Singapore Property - Capital Controls ~ What If?
What if cross-border capital flows are restricted?
- Recent Chinese, Malaysian and Indonesian measures to stem capital flights from their respective countries suggest that the free flow of capital across borders should not be taken for granted.
- While no regional countries have resorted to draconian capital controls to date, we think the impact on demand for Singapore property will be muted even if the screws are tightened further.
- We remain NEUTRAL on the sector with CCT, KREIT and UOL as our preferred stocks.
Small impact on residential demand
- As 25% of current demand for new private homes springs from foreigners, restrictions on cross-border capital flows may affect this market.
- Nonetheless, we believe the influence of foreign capital has receded quite a fair bit in recent years. The 75% of demand that is supported by locals today is higher than pre-GFC levels of 66% in 2007 and 71% in 2011, before the introduction of Additional Buyers’ Stamp Duties for foreign home buyers. Hence, we do not expect major price falls if capital controls are implemented.
- The three largest groups of foreign buyers in Singapore are the Chinese, Malaysians and Indonesians, with respective market shares of 7.5%, 6.2% and 2.4%. Actual flows from these markets may be larger as companies and foreign buyers with undisclosed nationalities account for another 5.6% of demand.
Less foreign competition for development land
- We estimate that over 40% of development land has been sold to foreign developers since 2013. Chinese developers were the most avid buyers with an estimated share of 15%. We believe that foreign participation at land tenders has ratcheted up competition and that a reversal of this trend could help local developers replenish land at more reasonable prices.
Potential impediment to commercial real-estate investments
- On the other hand, depending on the origin of investment capital, restrictions on capital flows may rein in investment demand for commercial properties. Major office deals this year involved capital from Indonesia and Qatar.
Incremental impact on our stock views
- While we see a minimal impact on Singapore’s property market if capital controls increase, we could turn more negative on developers with large high-end residential exposure.
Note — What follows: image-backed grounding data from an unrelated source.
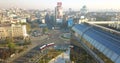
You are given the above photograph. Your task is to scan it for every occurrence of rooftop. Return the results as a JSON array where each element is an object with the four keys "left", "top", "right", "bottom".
[{"left": 72, "top": 24, "right": 120, "bottom": 55}]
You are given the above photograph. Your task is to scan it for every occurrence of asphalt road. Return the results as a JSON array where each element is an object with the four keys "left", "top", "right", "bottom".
[
  {"left": 5, "top": 34, "right": 48, "bottom": 63},
  {"left": 12, "top": 30, "right": 70, "bottom": 63}
]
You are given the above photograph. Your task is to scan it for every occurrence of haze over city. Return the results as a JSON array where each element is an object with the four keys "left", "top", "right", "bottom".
[
  {"left": 0, "top": 0, "right": 120, "bottom": 63},
  {"left": 0, "top": 0, "right": 120, "bottom": 11}
]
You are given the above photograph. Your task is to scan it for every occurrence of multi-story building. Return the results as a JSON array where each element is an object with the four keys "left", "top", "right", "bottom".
[
  {"left": 11, "top": 24, "right": 23, "bottom": 38},
  {"left": 0, "top": 8, "right": 31, "bottom": 40},
  {"left": 0, "top": 24, "right": 11, "bottom": 40},
  {"left": 55, "top": 2, "right": 63, "bottom": 25},
  {"left": 0, "top": 24, "right": 28, "bottom": 40},
  {"left": 0, "top": 27, "right": 7, "bottom": 39},
  {"left": 80, "top": 5, "right": 88, "bottom": 16}
]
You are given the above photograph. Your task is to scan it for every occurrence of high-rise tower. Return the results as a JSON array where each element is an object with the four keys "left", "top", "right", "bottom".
[{"left": 55, "top": 2, "right": 63, "bottom": 25}]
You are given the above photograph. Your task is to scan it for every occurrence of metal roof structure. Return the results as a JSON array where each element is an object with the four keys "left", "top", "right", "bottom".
[{"left": 72, "top": 24, "right": 120, "bottom": 63}]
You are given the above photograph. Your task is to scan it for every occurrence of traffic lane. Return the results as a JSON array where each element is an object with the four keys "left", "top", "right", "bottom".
[
  {"left": 13, "top": 46, "right": 41, "bottom": 63},
  {"left": 13, "top": 41, "right": 49, "bottom": 63},
  {"left": 14, "top": 57, "right": 29, "bottom": 63},
  {"left": 13, "top": 30, "right": 58, "bottom": 62},
  {"left": 14, "top": 52, "right": 39, "bottom": 63},
  {"left": 13, "top": 30, "right": 67, "bottom": 63}
]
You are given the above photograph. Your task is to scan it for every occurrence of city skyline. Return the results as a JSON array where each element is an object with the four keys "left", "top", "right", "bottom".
[{"left": 0, "top": 0, "right": 120, "bottom": 11}]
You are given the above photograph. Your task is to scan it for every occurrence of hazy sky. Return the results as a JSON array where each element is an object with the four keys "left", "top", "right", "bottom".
[{"left": 0, "top": 0, "right": 120, "bottom": 10}]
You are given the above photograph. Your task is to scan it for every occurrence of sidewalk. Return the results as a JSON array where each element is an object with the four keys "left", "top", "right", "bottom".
[{"left": 48, "top": 48, "right": 70, "bottom": 63}]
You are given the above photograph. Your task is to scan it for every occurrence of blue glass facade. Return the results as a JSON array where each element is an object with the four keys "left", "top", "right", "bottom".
[{"left": 67, "top": 18, "right": 74, "bottom": 27}]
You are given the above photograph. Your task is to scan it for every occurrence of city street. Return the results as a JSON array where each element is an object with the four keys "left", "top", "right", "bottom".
[
  {"left": 11, "top": 29, "right": 70, "bottom": 63},
  {"left": 6, "top": 34, "right": 48, "bottom": 63}
]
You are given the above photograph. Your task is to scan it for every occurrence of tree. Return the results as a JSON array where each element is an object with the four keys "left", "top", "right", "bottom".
[
  {"left": 26, "top": 23, "right": 31, "bottom": 34},
  {"left": 5, "top": 38, "right": 11, "bottom": 44},
  {"left": 8, "top": 42, "right": 16, "bottom": 54},
  {"left": 8, "top": 42, "right": 15, "bottom": 50},
  {"left": 5, "top": 37, "right": 16, "bottom": 54},
  {"left": 24, "top": 38, "right": 31, "bottom": 45},
  {"left": 1, "top": 49, "right": 10, "bottom": 60},
  {"left": 43, "top": 27, "right": 48, "bottom": 34}
]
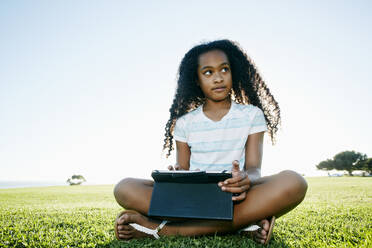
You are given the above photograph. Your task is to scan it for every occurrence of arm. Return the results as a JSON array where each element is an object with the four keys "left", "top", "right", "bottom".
[
  {"left": 168, "top": 116, "right": 190, "bottom": 171},
  {"left": 219, "top": 131, "right": 266, "bottom": 200},
  {"left": 172, "top": 140, "right": 190, "bottom": 170},
  {"left": 244, "top": 131, "right": 266, "bottom": 185}
]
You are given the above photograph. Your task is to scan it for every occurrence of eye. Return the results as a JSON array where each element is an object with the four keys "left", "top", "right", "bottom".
[
  {"left": 221, "top": 67, "right": 230, "bottom": 73},
  {"left": 203, "top": 70, "right": 212, "bottom": 76}
]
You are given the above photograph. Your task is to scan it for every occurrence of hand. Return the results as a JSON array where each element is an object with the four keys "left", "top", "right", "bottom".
[
  {"left": 167, "top": 164, "right": 196, "bottom": 171},
  {"left": 218, "top": 160, "right": 251, "bottom": 201},
  {"left": 167, "top": 164, "right": 182, "bottom": 171}
]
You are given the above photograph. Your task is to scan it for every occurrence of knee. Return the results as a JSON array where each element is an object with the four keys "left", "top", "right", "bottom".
[
  {"left": 113, "top": 177, "right": 136, "bottom": 208},
  {"left": 278, "top": 170, "right": 308, "bottom": 203}
]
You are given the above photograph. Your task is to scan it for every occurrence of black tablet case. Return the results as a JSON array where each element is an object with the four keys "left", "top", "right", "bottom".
[{"left": 148, "top": 171, "right": 233, "bottom": 220}]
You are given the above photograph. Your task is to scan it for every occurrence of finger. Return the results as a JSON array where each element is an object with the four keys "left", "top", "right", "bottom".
[
  {"left": 222, "top": 185, "right": 249, "bottom": 193},
  {"left": 223, "top": 173, "right": 247, "bottom": 185},
  {"left": 168, "top": 165, "right": 174, "bottom": 170},
  {"left": 232, "top": 192, "right": 246, "bottom": 201},
  {"left": 224, "top": 177, "right": 250, "bottom": 188},
  {"left": 231, "top": 160, "right": 240, "bottom": 172},
  {"left": 174, "top": 164, "right": 181, "bottom": 170}
]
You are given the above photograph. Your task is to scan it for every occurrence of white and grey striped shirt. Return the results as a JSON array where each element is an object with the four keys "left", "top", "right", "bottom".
[{"left": 173, "top": 101, "right": 267, "bottom": 171}]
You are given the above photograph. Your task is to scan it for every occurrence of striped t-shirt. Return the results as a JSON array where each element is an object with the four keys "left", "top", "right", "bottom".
[{"left": 173, "top": 101, "right": 267, "bottom": 171}]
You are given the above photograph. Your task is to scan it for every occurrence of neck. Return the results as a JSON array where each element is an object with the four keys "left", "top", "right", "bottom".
[{"left": 203, "top": 97, "right": 231, "bottom": 111}]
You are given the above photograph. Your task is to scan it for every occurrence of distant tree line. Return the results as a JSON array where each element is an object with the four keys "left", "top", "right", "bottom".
[{"left": 316, "top": 151, "right": 371, "bottom": 176}]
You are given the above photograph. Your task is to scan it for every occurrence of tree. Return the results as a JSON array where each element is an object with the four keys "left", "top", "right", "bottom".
[
  {"left": 333, "top": 151, "right": 367, "bottom": 176},
  {"left": 356, "top": 158, "right": 372, "bottom": 174},
  {"left": 316, "top": 151, "right": 367, "bottom": 176},
  {"left": 67, "top": 175, "right": 86, "bottom": 185},
  {"left": 316, "top": 159, "right": 334, "bottom": 171}
]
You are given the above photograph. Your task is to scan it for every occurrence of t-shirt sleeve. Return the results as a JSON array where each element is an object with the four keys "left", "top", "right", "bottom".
[
  {"left": 173, "top": 117, "right": 187, "bottom": 142},
  {"left": 249, "top": 108, "right": 268, "bottom": 134}
]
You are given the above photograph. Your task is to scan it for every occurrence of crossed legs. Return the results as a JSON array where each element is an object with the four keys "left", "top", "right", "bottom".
[{"left": 113, "top": 170, "right": 307, "bottom": 242}]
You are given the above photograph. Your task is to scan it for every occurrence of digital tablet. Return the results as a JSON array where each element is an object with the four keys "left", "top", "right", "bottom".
[{"left": 148, "top": 170, "right": 233, "bottom": 220}]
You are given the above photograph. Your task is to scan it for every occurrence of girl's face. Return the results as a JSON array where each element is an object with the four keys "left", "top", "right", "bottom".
[{"left": 197, "top": 50, "right": 232, "bottom": 102}]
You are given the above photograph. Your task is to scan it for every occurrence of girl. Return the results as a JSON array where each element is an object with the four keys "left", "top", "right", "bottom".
[{"left": 114, "top": 39, "right": 307, "bottom": 245}]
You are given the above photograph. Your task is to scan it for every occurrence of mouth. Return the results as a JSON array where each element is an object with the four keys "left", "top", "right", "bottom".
[
  {"left": 212, "top": 86, "right": 226, "bottom": 93},
  {"left": 212, "top": 86, "right": 227, "bottom": 92}
]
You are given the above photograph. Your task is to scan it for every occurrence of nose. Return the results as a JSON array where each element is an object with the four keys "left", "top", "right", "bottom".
[{"left": 213, "top": 72, "right": 223, "bottom": 83}]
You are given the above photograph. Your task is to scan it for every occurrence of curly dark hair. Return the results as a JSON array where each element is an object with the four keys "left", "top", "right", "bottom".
[{"left": 163, "top": 39, "right": 281, "bottom": 157}]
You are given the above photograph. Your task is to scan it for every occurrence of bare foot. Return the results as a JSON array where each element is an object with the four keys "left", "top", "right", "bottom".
[
  {"left": 253, "top": 219, "right": 271, "bottom": 244},
  {"left": 115, "top": 210, "right": 165, "bottom": 240},
  {"left": 240, "top": 218, "right": 273, "bottom": 244}
]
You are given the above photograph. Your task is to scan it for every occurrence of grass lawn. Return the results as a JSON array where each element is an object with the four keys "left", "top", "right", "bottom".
[{"left": 0, "top": 177, "right": 371, "bottom": 247}]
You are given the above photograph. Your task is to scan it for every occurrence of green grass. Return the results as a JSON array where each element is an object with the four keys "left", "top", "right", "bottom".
[{"left": 0, "top": 177, "right": 371, "bottom": 247}]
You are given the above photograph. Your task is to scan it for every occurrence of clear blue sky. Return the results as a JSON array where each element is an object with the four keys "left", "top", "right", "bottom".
[{"left": 1, "top": 1, "right": 371, "bottom": 183}]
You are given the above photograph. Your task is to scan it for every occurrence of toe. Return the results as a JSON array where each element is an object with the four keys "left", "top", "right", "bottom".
[
  {"left": 119, "top": 233, "right": 132, "bottom": 240},
  {"left": 258, "top": 219, "right": 269, "bottom": 230},
  {"left": 255, "top": 231, "right": 266, "bottom": 240},
  {"left": 122, "top": 224, "right": 133, "bottom": 231},
  {"left": 119, "top": 229, "right": 134, "bottom": 235},
  {"left": 254, "top": 236, "right": 265, "bottom": 244},
  {"left": 121, "top": 212, "right": 136, "bottom": 224},
  {"left": 117, "top": 223, "right": 133, "bottom": 232},
  {"left": 262, "top": 219, "right": 270, "bottom": 231},
  {"left": 117, "top": 214, "right": 127, "bottom": 225}
]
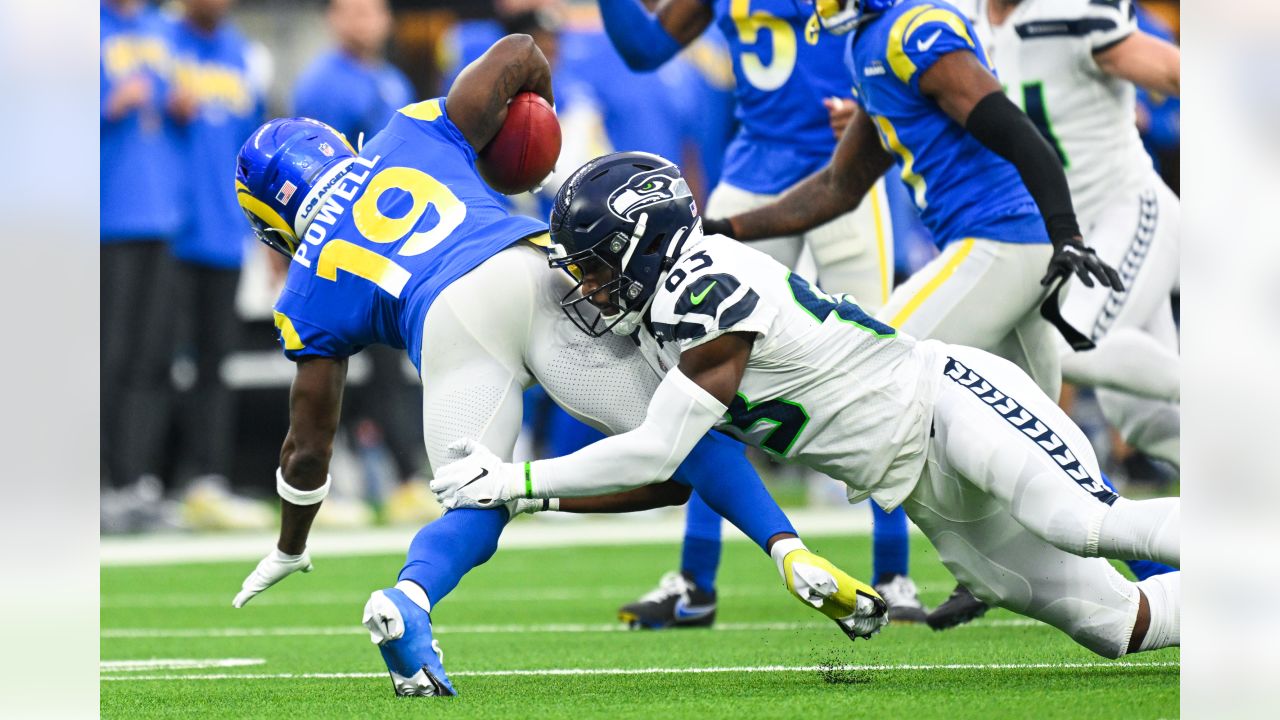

This is because the high end of the market has bigger exposure to foreign capital.
- Ho Bee and Wing Tai have pure high-end exposure while CDL has a large amount of saleable resources at the high end. Cutting our home-sales assumptions by 10% for 2017-18E would result in 3% lower EPS for CDL and 14% lower for Wing Tai. The impact on CAPL, UOL and Ho Bee would be smaller, at 1% or less.
- We will also be more positive on developers with small land banks and good balance-sheet capacity. Less foreign competition for development land may result in less aggressive bids. Wing Tai, CDL and UOL have the lowest leverage in our coverage with net gearing of 20%, 27% and 27% respectively.